At 4 Buyers Real Estate, we took the classes and passed on the panic. You should, too.
History: These changes come out of Consumer Financial Protection Bureau (CFPB) as a reaction to the lending mischief that got us into the last housing recession. It is designed to slow the process down. Why?
- So consumers have time to think about their mortgage choice before being charged their appraisal fee. (No fees collected until after the borrower gets a copy of their Good Faith Estimate.)
- Figures on the Good Faith Estimate still have a very small amount of variability. It is more or less what it has been. So no hanky-panky with last-minute changes. Large fines will be levied and the lender will have to pay them if these figures are tampered with.
- So all the closing paperwork is thoroughly checked and disclosed to the borrower well in advance of the closing. (The current rule is one business day. The new rule is three business days.)

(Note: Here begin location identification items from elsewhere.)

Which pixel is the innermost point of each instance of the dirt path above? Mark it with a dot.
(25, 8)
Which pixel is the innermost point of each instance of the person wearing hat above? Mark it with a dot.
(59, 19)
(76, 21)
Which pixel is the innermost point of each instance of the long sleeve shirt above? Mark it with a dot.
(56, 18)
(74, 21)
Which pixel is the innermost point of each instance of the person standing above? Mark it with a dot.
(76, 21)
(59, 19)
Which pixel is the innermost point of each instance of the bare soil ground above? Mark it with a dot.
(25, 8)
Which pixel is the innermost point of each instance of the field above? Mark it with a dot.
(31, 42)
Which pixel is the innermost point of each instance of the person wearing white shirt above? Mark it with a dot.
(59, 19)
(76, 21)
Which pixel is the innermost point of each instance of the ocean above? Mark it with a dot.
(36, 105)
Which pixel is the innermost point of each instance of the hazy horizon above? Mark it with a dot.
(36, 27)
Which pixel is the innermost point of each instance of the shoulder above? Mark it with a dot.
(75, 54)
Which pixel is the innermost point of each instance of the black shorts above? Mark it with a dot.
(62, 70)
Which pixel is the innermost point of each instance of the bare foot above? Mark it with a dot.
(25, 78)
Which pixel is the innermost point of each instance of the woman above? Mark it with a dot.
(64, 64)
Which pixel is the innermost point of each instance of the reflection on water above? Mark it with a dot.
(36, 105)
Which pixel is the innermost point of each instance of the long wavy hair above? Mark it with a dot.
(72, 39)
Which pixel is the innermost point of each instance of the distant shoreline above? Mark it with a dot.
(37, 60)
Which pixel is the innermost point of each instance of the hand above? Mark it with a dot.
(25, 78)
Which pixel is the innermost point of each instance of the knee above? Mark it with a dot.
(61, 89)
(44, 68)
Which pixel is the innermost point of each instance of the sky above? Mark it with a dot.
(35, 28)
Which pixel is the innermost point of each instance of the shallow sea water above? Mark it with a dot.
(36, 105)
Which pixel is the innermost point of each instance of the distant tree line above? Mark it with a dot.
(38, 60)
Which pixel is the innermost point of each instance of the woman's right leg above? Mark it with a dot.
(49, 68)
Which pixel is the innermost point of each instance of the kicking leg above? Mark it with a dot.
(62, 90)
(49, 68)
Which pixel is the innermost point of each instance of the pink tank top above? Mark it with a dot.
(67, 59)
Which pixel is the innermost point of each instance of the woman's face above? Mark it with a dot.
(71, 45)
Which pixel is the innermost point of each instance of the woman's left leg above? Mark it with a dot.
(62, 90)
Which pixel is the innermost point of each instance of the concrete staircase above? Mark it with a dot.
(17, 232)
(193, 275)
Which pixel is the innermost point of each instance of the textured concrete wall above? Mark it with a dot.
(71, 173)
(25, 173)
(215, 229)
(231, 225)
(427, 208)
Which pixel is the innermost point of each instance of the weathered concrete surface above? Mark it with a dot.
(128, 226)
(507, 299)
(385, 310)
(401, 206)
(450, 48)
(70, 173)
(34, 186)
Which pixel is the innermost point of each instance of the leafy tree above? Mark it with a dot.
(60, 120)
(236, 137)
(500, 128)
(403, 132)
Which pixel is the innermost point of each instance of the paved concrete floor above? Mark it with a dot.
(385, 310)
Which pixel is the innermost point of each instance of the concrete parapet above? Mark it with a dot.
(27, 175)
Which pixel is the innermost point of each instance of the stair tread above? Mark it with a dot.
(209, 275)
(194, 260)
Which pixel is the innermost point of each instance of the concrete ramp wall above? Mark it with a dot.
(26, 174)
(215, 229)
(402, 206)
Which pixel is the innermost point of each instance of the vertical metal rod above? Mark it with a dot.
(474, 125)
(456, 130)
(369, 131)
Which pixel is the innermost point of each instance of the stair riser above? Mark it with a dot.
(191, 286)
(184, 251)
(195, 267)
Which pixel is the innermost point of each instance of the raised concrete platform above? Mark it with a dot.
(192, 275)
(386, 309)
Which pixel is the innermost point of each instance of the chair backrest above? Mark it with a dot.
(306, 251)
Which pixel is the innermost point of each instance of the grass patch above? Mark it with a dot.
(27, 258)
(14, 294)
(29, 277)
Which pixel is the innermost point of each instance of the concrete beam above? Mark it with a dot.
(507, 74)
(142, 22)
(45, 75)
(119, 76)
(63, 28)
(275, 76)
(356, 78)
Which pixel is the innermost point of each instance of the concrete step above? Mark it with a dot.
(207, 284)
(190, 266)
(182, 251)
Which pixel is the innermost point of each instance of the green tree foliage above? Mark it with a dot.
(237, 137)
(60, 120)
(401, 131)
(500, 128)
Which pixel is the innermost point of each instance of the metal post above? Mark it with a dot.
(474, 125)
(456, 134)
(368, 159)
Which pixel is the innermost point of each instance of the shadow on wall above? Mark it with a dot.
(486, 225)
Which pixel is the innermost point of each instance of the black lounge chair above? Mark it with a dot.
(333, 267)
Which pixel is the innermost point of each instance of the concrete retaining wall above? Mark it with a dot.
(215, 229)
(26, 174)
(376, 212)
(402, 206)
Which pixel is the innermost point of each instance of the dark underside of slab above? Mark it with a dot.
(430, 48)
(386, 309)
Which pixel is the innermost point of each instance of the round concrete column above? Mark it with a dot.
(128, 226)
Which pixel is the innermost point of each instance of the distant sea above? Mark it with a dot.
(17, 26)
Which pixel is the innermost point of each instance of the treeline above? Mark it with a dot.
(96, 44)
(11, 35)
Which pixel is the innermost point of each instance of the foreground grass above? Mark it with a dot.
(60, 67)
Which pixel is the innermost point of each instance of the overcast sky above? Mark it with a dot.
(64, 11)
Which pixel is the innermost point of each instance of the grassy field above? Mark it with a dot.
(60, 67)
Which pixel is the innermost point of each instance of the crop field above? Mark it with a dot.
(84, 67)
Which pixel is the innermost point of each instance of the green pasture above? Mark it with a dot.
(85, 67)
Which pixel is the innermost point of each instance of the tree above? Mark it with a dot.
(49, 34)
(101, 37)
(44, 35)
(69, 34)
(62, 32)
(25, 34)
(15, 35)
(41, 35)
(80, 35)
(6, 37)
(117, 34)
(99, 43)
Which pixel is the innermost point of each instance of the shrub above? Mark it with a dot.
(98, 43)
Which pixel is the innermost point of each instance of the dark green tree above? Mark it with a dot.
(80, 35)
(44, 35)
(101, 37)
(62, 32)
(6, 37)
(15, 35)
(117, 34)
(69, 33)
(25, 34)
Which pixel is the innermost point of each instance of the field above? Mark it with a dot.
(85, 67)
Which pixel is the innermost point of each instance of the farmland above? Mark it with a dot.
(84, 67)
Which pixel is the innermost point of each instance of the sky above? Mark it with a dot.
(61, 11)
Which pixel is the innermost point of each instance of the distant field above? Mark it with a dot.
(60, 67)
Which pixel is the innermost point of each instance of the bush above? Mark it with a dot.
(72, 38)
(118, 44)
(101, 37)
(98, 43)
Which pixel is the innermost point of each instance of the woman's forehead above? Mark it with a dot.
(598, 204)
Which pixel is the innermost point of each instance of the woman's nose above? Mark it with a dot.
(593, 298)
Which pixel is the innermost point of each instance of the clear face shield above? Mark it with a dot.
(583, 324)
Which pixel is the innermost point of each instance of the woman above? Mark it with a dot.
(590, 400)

- So sellers or lenders are restricted from making sudden changes to what is due at closing, there will be a three-day wait added to the closing, if there are substantial changes to the borrower’s bottom line at closing. (Lender has to directly approve any change made.)
Reality: There are going to be some growing pains as lenders and closing attorneys get used to the new system. They will pass their pains down the line to brokers, agents, and consumers.
Here’s what to expect:
- Because consumers need to see the Good Faith Estimate before plunking down money for the appraisal, appraisals will take longer. Add three days to the processing time of your mortgage.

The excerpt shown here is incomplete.